===== Enforcing Memory Allocation =====
On the cluster, slurm is configured to treat memory as a "consumable resource". That means that you should be careful to specify how much memory your job needs. By default your job will be allocated 8GB per core that it has requested. By default 1 core is allocated, in which case 8GB of memory would be allocated to your job. If your job attempts to use more than its memory allocation **it will be killed by the operating system**.
You can change the amount of memory your job is allocated using either the “–mem” option, or the “–mem-per-cpu” option on sbatch.

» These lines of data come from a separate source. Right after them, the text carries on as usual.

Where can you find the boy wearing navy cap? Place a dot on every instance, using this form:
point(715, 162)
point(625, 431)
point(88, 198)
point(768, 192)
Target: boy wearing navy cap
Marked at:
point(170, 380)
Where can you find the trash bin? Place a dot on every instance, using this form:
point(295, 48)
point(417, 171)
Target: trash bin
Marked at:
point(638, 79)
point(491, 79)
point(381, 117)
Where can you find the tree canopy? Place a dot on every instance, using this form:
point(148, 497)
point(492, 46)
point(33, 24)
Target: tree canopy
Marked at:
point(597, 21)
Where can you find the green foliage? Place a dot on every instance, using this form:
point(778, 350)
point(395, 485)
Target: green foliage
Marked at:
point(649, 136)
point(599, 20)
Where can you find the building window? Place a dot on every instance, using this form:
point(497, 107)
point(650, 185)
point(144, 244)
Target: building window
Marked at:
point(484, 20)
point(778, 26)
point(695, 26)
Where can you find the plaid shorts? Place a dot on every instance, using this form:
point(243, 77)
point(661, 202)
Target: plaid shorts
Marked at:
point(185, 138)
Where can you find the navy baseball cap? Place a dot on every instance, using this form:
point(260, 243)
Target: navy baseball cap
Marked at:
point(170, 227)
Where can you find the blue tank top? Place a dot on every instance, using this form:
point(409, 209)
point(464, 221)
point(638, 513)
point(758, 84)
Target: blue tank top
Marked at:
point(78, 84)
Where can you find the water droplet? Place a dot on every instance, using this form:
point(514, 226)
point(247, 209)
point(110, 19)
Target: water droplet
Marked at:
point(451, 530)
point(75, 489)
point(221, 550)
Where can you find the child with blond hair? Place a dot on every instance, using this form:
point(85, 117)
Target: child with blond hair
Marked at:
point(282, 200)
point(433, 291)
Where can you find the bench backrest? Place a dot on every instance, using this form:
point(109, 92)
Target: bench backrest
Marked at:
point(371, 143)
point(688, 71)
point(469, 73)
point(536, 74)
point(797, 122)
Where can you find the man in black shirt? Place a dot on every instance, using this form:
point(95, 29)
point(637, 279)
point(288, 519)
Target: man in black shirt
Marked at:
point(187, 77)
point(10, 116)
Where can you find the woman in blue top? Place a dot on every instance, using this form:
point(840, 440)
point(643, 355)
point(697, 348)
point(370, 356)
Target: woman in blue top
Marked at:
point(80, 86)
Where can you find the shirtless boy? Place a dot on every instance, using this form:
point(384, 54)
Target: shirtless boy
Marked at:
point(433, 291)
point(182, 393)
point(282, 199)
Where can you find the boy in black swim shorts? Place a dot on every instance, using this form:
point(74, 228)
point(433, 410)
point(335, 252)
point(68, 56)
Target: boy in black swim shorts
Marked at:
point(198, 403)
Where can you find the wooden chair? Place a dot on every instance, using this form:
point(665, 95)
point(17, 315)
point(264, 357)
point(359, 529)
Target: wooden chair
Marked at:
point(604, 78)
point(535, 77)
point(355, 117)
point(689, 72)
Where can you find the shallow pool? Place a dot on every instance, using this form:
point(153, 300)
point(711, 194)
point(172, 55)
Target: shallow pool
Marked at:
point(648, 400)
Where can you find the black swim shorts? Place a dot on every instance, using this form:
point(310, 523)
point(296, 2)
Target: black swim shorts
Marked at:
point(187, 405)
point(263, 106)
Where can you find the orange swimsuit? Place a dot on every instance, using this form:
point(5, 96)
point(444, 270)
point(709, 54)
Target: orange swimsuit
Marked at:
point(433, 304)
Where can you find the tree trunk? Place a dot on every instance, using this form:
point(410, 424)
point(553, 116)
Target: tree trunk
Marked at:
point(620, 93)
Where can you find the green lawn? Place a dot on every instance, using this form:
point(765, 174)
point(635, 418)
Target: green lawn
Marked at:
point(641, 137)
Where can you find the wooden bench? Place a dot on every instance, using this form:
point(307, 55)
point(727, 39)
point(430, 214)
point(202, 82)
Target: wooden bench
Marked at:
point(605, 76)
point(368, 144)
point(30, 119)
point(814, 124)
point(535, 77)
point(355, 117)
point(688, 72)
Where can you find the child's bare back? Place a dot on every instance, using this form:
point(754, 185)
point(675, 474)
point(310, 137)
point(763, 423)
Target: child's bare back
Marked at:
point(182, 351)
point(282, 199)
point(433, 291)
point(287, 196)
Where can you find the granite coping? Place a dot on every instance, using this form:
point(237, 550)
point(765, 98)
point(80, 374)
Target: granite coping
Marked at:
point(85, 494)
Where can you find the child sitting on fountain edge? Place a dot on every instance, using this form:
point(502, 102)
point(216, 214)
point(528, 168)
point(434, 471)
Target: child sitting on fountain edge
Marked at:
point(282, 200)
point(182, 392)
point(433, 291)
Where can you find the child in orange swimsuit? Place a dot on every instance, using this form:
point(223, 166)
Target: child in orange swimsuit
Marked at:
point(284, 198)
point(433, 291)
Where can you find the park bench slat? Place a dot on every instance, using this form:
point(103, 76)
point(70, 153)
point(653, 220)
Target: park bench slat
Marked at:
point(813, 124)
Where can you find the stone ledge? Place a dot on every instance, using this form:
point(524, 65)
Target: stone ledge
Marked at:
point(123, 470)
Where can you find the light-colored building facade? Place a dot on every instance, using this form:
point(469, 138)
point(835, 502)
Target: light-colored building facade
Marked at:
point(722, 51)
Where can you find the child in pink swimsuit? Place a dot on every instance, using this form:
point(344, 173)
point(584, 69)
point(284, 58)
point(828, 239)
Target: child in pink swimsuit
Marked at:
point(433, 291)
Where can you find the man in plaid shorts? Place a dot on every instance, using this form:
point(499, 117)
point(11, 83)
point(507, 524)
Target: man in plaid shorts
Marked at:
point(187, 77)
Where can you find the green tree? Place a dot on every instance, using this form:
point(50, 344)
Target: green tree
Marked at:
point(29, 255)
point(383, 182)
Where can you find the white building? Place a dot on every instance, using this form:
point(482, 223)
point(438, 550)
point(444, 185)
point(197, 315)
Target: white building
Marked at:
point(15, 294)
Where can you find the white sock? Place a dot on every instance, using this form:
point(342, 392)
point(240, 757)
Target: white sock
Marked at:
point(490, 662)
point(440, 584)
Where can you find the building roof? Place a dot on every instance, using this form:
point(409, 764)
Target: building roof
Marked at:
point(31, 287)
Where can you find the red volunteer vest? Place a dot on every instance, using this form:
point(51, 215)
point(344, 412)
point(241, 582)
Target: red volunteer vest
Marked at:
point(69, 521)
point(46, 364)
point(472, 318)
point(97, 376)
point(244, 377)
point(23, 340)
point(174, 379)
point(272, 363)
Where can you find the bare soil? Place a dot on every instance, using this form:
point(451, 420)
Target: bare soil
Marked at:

sbatch --mem=20G my_script.bash
or
sbatch -c 2 --mem-per-cpu=10G my_script.bash
You can request all memory on a node (whatever amount that is) using:
sbatch --mem=0 my_script.bash
If you have no idea how much memory your job will use, but are convinced that it will use more than the default amount (8GB per core allocated to the job), then you should run at least one test case using the **--exclusive** option and the "--mem=0" trick to **sbatch** which allocates you a whole node and all the memory on the node. When you job completes you can then use the **sacct** command to find out how much memory it used.
If you have previously run jobs on the old cluster (before the 2021 update), you can find out how much memory they used by using the **sacct** command. You can either find the job id of a completed job on the old cluster (perhaps from the slurm-NNNNNN.out file name) and then run a command like this:
sacct -j NNNNNN -o elapsed,MaxRSS
Or you can use your user name and the job name (which defaults to the name of the script you submitted) and get a list of all jobs with the same name as follows. This particular command looks for jobs starting from Jan 1st 2020 (the default start time is the most recent midnight, so you likely will want to specify this option).
sacct --user=chris -S 2020-01-01 --name=myscript.bash --format=JobID,AllocCPUS,elapsed,MaxRSS
The output of this command could be parsed to get the maximum amount of memory used by this particular type of job). (If you use the same script name for multiple different jobs, this will mix them up.)